Alexei Leonov became the first human to walk in space, when the cosmonaut stepped out of his spacecraft 50 years ago, on March 18, 1965.

The 30-year-old native of Siberia became the first "human satellite" to orbit our planet. While hovering outside his spacecraft, he performed a series of somersaults, flips and other aerobatics in front of a television camera that broadcast his activities back to Earth. He spent around 20 minutes outside the vehicle during this first-ever extra-vehicular activity (EVA).

The highly-secretive Soviet government did not announce the spacewalk until it had been successfully carried out, for fear of public failure. After the cosmonaut returned safely to his vehicle, officials in Moscow released pictures and videos to show off their technology.
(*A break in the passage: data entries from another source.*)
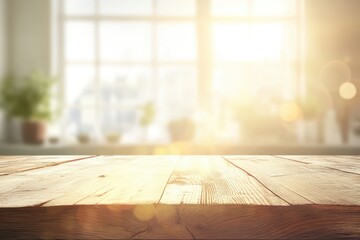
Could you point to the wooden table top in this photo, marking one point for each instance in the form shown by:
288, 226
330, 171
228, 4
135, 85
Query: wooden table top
180, 197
American officials tracked the Voskhod 2 space capsule, and detected an open hole in the vehicle after the door opened. Officials in the United States were uncertain how the spacewalk was being carried out, including details of the tether used by Leonov. They were uncertain whether the cord carried air and communication lines, or was simply a way of connecting the cosmonaut to the craft, to prevent him from drifting too far from the vehicle.
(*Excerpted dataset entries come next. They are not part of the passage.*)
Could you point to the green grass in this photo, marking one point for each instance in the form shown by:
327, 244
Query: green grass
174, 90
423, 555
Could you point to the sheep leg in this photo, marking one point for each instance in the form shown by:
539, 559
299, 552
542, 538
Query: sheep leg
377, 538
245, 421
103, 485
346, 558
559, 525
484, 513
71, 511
"Circling the earth in a sealed and well-provisioned capsule has been demonstrated to be well within human capabilities, but the moon will never be explored, to say nothing of Mars and the other planets, unless fragile men learn to function in the outside vacuum where no earthborn organisms are naturally equipped to live," Time Magazine reported in 1965.

During that time, Soviet rocket boosters were significantly more powerful than American launch vehicles. This allowed that nation to send heavier space capsules to space than was possible using American technology.

Although the first spacewalk lasted just 12 minutes, this was a tremendous step forward in learning how to live and work in space. Not until recently have robots been developed that are capable of fine motor skills allowing them to perform repairs and maintenance on spacecraft and satellites.

Leonov is still alive today, and he played a part in the film "Apollo 13: To the Edge and Back."

Learning how to operate outside a space vehicle was one of the techniques that had to be developed in order for American astronauts to head to the Moon during the Apollo program. Ed White became the first American to walk in space during the Gemini 4 mission on June 3, 1965.

Spacewalks are fairly common today, but the ability to carry out this activity would never have been developed if Leonov had not taken that first step outside his spacecraft five decades ago.